Ce problème de la représentation des industries fossiles est tel qu'il "menace l'intégrité et la légitimité" de l'accord de Paris, ajoutait la proposition.

Selon des sources proches des négociations, celle-ci a été finalement enterrée, sous la pression de pays développés, lors des négociations de la CCNUCC à Bonn en mai.

Les nations reconnaissent "l'importance de renforcer l'engagement des parties non-étatiques", dit seulement le texte final de la réunion, qui prend "note des vues diverses exprimées".

Pour Ovais Sarmad, secrétaire-adjoint de la CCNUCC, tous les observateurs accrédités sont évalués, selon des règles adoptées par les pays eux-mêmes. "Aucun groupe d'intérêt particulier n'influence le processus de décision", a-t-il dit à l'AFP.

"Il pourrait y avoir une impression (de conflit d'intérêt) mais nous prenons cela très au sérieux et passons par une procédure de vérification préalable pour nous assurer que ces questions ne se posent pas."

En octobre, le Parlement européen a adopté une résolution en faveur de mesures protégeant les négociations climat de ces conflits.

En début d'année, 16 ONG environnementales avaient adressé un appel à la CCNUCC. L'ONU ne pose que deux conditions aux observateurs, regrettaient-elles: qu'ils se déclarent sans but lucratif et que leur objet ait un lien avec le changement climatique.

"Malheureusement, certaines organisations parmi les plus nocives pour le climat répondent pile à ces critères", "notamment celles qui directement ou indirectement représentent l'intérêt de groupes pétroliers comme ExxonMobil, Chevron, Shell et BP", relevait leur texte.

Sur la demi-douzaine d'organisations d'affaires contactées par l'AFP, seules deux ont souhaité s'exprimer.

L'association mondiale du charbon (WCA) "appelle de ses voeux des solutions pour réduire les émissions globales", a répondu une porte-parole.
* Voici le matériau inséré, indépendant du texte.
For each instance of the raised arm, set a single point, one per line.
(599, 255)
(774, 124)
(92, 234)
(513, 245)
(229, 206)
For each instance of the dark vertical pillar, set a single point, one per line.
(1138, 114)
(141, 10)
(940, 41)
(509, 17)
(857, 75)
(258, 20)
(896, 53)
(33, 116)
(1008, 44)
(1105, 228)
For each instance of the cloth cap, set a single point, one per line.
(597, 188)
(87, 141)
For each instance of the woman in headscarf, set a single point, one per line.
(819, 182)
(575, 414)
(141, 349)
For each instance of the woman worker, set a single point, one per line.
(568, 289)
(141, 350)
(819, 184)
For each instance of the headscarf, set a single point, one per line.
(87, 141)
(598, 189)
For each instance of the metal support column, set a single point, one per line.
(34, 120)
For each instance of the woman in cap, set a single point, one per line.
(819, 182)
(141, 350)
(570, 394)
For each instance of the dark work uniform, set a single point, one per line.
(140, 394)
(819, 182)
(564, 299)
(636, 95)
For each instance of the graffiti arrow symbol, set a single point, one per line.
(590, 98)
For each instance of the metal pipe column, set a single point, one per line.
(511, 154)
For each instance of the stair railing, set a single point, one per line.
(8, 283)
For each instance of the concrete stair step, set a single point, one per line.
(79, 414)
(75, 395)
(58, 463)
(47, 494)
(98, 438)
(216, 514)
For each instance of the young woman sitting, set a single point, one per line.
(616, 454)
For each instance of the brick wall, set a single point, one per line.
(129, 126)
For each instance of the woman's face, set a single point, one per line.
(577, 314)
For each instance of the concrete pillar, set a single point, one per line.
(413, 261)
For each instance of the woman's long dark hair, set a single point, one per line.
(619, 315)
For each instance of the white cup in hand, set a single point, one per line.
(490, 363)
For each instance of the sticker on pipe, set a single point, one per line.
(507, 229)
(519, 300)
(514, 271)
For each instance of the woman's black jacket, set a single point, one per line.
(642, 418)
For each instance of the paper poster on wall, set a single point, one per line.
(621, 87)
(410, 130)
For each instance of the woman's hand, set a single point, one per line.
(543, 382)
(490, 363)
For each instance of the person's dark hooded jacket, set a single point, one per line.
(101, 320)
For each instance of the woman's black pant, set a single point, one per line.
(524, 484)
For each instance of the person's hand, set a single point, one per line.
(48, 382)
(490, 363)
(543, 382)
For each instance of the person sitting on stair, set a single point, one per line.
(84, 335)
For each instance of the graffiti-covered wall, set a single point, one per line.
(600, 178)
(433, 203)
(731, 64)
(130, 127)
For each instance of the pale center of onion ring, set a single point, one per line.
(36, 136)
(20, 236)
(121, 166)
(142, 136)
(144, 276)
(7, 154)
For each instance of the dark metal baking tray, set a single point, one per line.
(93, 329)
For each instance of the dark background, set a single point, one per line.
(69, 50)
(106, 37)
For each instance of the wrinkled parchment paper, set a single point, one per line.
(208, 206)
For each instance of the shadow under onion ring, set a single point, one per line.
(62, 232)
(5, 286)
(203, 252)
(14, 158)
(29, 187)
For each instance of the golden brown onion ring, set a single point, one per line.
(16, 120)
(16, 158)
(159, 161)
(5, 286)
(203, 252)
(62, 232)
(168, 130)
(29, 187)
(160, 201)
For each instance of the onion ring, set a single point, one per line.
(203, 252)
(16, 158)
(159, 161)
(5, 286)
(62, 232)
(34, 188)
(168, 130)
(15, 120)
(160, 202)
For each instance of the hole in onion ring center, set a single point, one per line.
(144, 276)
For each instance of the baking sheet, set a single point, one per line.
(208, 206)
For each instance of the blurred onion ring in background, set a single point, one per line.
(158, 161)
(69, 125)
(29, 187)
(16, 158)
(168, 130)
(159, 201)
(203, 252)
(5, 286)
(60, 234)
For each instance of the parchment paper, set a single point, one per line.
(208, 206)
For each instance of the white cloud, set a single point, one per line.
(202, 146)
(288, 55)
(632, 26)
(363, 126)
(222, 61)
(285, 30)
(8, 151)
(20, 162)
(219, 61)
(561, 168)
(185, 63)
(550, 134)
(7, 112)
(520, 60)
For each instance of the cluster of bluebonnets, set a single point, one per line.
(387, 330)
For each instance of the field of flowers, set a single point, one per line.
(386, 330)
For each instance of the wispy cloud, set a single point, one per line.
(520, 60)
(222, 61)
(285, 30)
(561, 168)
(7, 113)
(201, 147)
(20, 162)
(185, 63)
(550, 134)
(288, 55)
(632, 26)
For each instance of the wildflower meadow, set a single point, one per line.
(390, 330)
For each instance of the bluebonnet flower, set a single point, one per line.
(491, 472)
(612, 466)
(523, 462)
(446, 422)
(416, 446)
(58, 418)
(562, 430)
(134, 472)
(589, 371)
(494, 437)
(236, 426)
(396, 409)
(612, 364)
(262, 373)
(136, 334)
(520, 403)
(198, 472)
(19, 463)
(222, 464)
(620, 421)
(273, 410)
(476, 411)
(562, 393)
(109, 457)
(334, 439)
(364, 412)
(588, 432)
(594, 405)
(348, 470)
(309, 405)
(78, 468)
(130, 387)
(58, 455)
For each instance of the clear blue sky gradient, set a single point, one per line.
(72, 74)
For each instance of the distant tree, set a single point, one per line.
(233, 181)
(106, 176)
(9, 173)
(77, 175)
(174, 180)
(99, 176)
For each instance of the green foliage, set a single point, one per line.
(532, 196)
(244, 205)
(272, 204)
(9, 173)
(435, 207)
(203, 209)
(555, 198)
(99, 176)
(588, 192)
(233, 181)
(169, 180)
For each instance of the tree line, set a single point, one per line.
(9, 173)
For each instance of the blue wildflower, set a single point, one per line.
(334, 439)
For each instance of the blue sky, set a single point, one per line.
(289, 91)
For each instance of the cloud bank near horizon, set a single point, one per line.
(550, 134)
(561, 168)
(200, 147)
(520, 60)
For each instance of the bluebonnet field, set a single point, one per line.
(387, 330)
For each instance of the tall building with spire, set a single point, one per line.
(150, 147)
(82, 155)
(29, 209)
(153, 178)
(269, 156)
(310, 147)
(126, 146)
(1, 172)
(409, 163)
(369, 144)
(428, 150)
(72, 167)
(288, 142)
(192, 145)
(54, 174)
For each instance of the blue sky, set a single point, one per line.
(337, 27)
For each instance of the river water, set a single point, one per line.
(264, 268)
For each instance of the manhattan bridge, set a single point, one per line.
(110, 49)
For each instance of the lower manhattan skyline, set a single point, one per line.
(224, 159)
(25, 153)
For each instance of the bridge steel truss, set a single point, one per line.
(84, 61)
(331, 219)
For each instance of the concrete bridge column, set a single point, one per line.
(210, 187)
Et aux négociations climat, elle "continuera à appeler" pour que les "technologies charbon à basses émissions" soient considérées comme une solution, au même titre que les autres, a-t-elle ajouté.

Mais le "Competitive Enterprise Institute", qui défend les intérêts de l'industrie pétrolière, ne viendra pas à la COP cette année, selon son dirigeant climato-sceptique Myron Ebell, qui fut chargé par Donald Trump de mener la transition de la politique environnementale américaine.

"Nous ne voyons pas vraiment l'intérêt", en terme de nouveaux profits éventuels, a-t-il dit à l'AFP.

Quant au pays hôte de la COP24, la Pologne, elle vient d'annoncer le parrainage de l'événement par trois grands groupes énergétiques dont JSW, premier producteur de charbon à coke de l'UE, et PGE, qui gère la 2e plus grande centrale à charbon au monde.

Le gouvernement a assuré qu'il s'agissait de "sponsors parmi d'autres".

Pour Harjeet Singh, d'ActionAid International, "au moment où les scientifiques nous annoncent une +catastrophe climatique+, les lobbyistes des énergies fossiles se préparent à être au coeur des négociations de l'ONU en Pologne".